Arrêtée arbitrairement le 23 juin 2019 à Azaz alors qu’elle voyageait avec ses enfants Mohammad (9 ans à l’époque) et Diana (7 ans), Wisal Hanan, âgée aujourd’hui de 39 ans et originaire du village de Kamrouk (sous-district de Mabatli, canton d’Afrin), est toujours détenue dans la prison d’al-Rai.
Ses deux enfants ont passé cinq années entières (de 2019 à fin 2025) enfermés avec leur mère dans des conditions carcérales indignes, loin de toute norme humanitaire minimale. Ils ont grandi entourés de membres de groupes armés soutenus par la Turquie dans la zone occupée d’Afrin.
À la fin de l’année 2025, Mohammad et Diana ont enfin été remis à leur grand-père. Cependant, en raison de l’absence de documents officiels de mariage de leur mère, de la détention prolongée de Wisal et de l’absence de leur père, les enfants ne sont pas enregistrés légalement.

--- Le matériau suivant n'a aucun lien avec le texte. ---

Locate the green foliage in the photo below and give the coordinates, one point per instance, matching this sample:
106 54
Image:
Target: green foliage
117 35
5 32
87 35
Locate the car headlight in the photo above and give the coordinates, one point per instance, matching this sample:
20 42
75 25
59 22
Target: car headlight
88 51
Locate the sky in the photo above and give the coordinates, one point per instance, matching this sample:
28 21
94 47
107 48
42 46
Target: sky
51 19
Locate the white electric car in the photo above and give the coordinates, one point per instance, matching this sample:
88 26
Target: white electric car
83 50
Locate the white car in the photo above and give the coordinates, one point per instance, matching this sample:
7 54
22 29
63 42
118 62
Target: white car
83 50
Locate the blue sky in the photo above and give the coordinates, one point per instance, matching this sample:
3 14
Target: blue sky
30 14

Ils se trouvent ainsi privés d’accès à l’éducation, aux soins de santé et à toute protection juridique.
Depuis l’occupation d’Afrin par l’armée turque et les factions djihadistes alliées en 2018, des centaines de femmes et de filles kurdes ont été enlevées, violées, forcées au mariage, assassinées ou détenues arbitrairement. Les minorités (Kurdes, Alaouites, Druzes…) vivent dans un climat permanent d’insécurité dans les zones contrôlées par les groupes affiliés au Gouvernement intérimaire syrien.
Des voix s’élèvent aujourd’hui pour exiger :
La libération immédiate de Wisal Hanan ;
La protection effective de ses deux enfants ;
La traduction en justice des responsables de son arrestation arbitraire et de ses conditions de détention.
Wisal Hanan mérite la liberté. Ses enfants méritent de retrouver une enfance normale et une vie digne, loin des prisons et de la violence.